I have a cluster of graylog2 v2.5.1 with three nodes within.
After launch some time all works fine, but then one of nodes stucks and not processed any incoming messages, journal grows and “Process buffer” 100% utilized.
The only effective method that I managed to find to unstuck graylog - kill it and start again.

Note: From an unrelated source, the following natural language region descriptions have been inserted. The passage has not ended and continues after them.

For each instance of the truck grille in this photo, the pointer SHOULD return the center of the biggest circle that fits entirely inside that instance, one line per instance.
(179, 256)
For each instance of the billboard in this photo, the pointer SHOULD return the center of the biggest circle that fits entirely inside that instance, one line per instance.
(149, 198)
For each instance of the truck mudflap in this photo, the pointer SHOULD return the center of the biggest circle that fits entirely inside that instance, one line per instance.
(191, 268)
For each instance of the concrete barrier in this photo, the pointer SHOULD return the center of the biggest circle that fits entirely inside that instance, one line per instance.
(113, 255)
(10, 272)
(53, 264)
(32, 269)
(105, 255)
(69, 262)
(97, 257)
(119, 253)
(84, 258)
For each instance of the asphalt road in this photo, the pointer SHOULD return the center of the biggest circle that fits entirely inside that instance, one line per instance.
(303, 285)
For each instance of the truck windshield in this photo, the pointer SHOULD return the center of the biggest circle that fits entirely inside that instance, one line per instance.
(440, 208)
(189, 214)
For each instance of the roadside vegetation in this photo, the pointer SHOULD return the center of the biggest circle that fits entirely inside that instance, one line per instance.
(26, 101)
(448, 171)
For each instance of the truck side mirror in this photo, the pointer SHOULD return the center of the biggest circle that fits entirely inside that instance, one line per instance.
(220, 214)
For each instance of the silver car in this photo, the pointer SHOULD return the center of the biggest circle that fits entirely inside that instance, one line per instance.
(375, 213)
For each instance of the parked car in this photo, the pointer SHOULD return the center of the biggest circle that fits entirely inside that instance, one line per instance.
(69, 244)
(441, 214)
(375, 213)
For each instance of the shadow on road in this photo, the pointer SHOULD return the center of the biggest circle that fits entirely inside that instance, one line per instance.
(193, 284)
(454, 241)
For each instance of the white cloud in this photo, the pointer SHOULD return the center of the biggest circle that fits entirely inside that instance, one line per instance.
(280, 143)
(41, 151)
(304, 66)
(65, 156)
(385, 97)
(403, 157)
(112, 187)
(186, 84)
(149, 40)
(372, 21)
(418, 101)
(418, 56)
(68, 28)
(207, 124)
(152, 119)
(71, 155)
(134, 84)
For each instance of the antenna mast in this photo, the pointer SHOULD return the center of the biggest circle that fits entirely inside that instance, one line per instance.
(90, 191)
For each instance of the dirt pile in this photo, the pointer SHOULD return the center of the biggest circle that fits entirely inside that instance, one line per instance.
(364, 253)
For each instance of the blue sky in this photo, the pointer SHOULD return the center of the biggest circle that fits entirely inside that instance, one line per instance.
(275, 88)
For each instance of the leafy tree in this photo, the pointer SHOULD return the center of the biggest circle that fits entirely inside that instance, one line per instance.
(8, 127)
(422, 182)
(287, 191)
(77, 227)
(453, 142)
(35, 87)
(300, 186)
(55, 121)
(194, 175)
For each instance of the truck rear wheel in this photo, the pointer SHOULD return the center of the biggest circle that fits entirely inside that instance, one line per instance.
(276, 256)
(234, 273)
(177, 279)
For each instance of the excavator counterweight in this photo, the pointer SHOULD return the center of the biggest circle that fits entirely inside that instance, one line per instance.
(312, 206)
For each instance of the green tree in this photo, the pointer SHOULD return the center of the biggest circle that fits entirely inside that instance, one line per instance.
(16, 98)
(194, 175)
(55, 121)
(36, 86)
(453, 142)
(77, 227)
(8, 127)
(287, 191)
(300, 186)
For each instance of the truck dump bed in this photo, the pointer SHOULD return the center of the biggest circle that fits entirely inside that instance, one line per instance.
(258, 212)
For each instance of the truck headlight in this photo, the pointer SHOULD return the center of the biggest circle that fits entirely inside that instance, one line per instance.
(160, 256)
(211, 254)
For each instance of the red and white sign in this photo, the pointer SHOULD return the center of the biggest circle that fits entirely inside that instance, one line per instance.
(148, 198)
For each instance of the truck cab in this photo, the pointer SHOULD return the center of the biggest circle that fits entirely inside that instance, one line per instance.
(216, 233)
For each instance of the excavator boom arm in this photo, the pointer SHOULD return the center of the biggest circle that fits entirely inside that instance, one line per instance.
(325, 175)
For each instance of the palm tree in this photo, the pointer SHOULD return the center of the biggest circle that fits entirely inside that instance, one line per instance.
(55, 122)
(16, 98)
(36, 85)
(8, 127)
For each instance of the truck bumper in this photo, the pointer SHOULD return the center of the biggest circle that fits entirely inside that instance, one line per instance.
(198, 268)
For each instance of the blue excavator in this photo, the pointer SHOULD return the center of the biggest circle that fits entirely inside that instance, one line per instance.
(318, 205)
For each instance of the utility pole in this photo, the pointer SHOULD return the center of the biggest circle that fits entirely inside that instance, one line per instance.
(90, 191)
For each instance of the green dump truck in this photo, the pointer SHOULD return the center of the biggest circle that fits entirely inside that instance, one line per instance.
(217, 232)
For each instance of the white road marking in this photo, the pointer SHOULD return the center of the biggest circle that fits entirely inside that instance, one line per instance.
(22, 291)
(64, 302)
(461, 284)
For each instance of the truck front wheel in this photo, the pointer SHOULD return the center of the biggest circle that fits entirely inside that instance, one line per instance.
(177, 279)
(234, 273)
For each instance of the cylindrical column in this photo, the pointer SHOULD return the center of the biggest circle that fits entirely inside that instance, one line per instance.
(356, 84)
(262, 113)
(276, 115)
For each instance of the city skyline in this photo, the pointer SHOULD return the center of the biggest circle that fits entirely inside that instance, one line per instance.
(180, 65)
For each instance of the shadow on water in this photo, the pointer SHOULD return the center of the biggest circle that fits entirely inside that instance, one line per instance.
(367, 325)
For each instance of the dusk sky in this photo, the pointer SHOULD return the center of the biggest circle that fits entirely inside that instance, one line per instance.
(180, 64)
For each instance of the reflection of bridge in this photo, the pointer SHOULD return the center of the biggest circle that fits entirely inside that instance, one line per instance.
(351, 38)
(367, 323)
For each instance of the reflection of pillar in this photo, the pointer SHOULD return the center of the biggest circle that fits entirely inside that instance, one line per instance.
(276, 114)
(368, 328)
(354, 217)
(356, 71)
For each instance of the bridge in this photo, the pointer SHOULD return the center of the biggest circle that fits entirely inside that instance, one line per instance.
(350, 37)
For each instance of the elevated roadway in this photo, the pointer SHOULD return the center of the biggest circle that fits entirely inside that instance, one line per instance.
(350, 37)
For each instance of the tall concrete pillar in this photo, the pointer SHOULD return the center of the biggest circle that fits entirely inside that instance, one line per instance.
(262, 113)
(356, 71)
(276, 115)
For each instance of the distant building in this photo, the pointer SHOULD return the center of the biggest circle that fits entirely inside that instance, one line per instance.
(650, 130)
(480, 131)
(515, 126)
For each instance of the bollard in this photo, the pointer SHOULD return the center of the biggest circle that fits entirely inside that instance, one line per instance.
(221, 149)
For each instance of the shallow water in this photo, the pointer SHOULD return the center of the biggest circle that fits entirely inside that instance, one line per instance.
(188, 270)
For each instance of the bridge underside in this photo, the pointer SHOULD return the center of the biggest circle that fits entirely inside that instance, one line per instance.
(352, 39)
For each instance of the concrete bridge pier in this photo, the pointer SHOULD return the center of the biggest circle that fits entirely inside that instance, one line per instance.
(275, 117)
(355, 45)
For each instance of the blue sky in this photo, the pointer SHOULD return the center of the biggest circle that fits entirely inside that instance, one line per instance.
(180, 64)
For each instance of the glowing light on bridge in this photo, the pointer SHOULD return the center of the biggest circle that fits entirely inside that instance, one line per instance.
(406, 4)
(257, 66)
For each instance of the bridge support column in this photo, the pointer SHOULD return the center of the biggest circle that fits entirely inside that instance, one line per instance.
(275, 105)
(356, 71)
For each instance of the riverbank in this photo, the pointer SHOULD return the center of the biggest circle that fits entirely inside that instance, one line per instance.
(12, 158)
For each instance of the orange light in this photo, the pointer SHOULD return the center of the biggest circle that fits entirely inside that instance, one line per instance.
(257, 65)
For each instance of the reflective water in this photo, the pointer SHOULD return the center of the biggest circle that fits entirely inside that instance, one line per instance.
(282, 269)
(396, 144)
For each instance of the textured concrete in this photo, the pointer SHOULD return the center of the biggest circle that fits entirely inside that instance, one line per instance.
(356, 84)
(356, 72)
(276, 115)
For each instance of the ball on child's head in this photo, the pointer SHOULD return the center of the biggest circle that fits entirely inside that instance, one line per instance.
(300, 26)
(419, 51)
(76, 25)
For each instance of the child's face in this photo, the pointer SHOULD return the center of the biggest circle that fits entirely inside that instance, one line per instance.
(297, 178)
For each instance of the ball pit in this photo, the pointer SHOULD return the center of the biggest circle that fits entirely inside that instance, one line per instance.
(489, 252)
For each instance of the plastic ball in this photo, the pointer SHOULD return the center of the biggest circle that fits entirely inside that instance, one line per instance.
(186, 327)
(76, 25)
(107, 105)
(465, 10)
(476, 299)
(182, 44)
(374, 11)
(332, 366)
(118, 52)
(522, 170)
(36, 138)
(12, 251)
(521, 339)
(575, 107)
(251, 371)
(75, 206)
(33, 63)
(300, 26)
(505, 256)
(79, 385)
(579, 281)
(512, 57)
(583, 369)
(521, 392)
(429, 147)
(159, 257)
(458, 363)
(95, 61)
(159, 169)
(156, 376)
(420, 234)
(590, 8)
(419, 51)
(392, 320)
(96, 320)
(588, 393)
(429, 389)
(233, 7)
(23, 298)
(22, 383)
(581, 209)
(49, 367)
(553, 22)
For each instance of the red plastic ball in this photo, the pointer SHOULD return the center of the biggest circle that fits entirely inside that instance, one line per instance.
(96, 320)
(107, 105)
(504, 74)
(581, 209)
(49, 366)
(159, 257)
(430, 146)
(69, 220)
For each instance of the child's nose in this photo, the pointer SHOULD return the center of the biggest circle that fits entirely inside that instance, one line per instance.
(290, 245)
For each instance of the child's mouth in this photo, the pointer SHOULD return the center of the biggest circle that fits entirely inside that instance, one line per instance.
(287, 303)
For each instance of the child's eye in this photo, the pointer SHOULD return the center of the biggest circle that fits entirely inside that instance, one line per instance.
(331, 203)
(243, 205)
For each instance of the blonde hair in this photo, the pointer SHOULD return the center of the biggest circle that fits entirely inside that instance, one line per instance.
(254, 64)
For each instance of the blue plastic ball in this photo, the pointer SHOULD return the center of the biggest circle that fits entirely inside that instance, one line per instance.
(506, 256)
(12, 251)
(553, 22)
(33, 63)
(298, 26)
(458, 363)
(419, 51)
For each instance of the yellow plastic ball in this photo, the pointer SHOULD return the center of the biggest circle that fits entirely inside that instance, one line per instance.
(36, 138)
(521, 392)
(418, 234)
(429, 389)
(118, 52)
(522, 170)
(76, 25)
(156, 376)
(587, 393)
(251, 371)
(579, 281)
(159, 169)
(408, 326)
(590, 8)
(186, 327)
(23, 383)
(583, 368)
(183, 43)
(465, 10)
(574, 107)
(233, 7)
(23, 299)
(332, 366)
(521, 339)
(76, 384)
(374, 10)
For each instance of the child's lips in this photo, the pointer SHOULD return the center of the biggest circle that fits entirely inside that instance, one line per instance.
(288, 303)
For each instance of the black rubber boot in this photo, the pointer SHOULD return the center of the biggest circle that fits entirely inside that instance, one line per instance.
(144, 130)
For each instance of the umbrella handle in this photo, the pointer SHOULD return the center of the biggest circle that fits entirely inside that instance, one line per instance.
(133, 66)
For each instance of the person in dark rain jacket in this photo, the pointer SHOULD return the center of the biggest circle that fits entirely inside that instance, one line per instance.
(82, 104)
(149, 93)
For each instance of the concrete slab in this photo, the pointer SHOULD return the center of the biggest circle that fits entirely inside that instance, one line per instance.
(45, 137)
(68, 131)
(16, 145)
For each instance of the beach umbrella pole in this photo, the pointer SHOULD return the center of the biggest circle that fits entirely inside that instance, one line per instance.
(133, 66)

But this happens few times per day, on random servers and i can not figure out why.

Expected Behavior

processes messages 24/7 :slight_smile:

Your Environment

  • Graylog: 2.5.1
  • Elasticsearch Version: 5.6.13
  • MongoDB Version: 3.4.9
  • Operating System: Ubuntu 16.04.5

What can I do to diagnose and fix this problem?
Servers has enough free memory, disk performance and cpu.

launch options:
GRAYLOG_SERVER_JAVA_OPTS=" -Xms8000m -Xmx8000m -XX:NewRatio=1 -server -XX:+ResizeTLAB -XX:+UseConcMarkSweepGC -XX:+CMSConcurrentMTEnabled -XX:+CMSClassUnloadingEnabled -XX:+UseParNewGC -XX:-OmitStackTraceInFastThrow"
Each server has 16G of RAM, it seems this should be enough. And graylog cluster recieve about 2k messages per second.

check your logs.
usually the graylog loose the connection with elasticsearch.

This topic was automatically closed 14 days after the last reply. New replies are no longer allowed.